Aunque hay que estar muy loco para que te pongan uno de esos.

Un empujón de tus dos niñeras te saca de Babilonia, a lo que respondes con el ceño fruncido y un rechinar de tus dientes.

Hoy no estás de humor para imbéciles.

Será mejor buscar la manera de pasar el resto del día durmiendo...

***

"¡Maldito cabrón!"

Y el tío hace ademanes de cogerte, pero tú eres más ágil y te plantas de un salto sobre la mesa.  

Echas a correr tirando todo lo que se pone en tu camino sobre el resto de los pacientes. Véase comida, líquidos y tenedores de punta redonda.

"¡Cogedlo! ¡Que no escape!" Grita el celador al resto de sus gorilas.

Éstos, como en el rugby, se ponen a perseguirte como locos (jaja, qué ironía), pero tú vas saltando de mesa en mesa como quien va recogiendo flores por el campo.

A uno que te logra agarrar el pie, le tiras a la cara una tetera con agua hirviendo.

Juju, mira cómo se retuerce en el suelo, el jodío.

Oh, pero ahora llega lo mejor, a ver si hoy no andan tan espabilados...

Saltas desde la última mesa hasta detrás de la barra de servicio, donde las simpáticas rubias que la atienden salen por patas nada más verte llegar.

Tú les sonríes y te plantas en segundos en su puesto.

"¡No intentéis esto en casa, niños!" Gritas.

Entonces agarras un par de tenedores de metal, los metes en el microondas, le das al "on", y te cuelas en la cocina, mientras el aparato explota ante las narices de todos los presentes.

"¡Cuidado!" Sigue gritando el otro hijo puta "¡Que no se acerque a la cocina!"

Tarde.

Tú te giras mientras el caos corre por el comedor, mientras todos los locos que hay ahí metidos se ponen a gritar como... bueno, pues como lo que son.

Y pensar que todo esto ha empezado por tocarle el culo a la pelirroja...

Ay, pobres gilipollas. Siempre tan susceptibles a las bombas caseras...

Hum, a todo esto, ¿habrá alguna olla a presión por ahí dentro?

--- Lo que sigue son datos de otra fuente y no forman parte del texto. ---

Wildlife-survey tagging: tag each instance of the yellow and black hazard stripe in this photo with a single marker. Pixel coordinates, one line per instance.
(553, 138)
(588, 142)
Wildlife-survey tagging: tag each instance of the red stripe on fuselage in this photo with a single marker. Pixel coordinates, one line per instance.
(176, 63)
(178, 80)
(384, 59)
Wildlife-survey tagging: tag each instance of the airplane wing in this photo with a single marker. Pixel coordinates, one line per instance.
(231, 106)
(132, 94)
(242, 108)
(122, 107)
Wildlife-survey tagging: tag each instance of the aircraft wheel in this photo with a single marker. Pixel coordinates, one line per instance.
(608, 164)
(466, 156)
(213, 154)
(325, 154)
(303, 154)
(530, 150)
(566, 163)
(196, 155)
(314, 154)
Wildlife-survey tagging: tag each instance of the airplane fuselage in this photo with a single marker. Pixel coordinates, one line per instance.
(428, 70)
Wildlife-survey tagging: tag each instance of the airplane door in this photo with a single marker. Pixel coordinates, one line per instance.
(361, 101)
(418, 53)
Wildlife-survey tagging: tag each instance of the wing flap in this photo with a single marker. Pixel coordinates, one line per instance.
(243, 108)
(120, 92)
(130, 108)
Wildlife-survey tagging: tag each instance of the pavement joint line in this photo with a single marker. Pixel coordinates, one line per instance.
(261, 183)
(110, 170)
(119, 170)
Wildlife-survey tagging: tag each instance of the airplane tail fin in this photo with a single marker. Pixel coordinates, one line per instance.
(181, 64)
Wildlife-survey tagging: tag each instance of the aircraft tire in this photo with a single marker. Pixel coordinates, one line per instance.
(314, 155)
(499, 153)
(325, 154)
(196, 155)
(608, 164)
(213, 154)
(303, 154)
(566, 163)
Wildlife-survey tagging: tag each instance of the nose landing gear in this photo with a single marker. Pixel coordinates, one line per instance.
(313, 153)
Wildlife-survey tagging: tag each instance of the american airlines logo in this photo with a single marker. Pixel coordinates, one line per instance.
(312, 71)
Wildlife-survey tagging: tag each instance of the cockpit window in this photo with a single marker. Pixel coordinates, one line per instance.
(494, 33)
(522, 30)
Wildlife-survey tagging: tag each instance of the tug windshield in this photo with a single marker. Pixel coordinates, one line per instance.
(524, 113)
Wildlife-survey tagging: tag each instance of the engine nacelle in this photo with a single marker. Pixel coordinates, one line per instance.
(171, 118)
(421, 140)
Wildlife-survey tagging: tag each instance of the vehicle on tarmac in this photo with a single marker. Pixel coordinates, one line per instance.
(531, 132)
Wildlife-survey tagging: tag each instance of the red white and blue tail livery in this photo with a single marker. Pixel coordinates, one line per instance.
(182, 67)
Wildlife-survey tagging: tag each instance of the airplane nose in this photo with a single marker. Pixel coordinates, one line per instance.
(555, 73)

Pero tu mirada es acaparada repentinamente por una serie de cuchillos de cocina, perfectamente brillantes, limpios y afilados, colocados de menor a mayor tamaño sobre la pared. Y se te saltan las lágrimas, nunca has visto tanta belleza junta.

Puedes incluso ver tu puñetero rostro reflejado en su superficie. Menudas ojeras tienes, macho.

"Venid con papá..." Murmuras a la vez que estiras el brazo.

Tarde.

"¡Te tengo!" Exclama una voz a tus espaldas, mientras tres tíos se abalanzan sobre ti para inmovilizarte.

Pero tú no te resistes, sino que empiezas a reírte con tanta fuerza que te duele el pecho. Te sacan a rastras de la cocina, llevándote en volandas fuera del comedor, seguramente para que pases el resto del día en tu bonita celda.

"¡Gracias Rutledge!" Vociferas a carcajadas antes de que te saquen a patadas. "¡Sois un público estupendo!"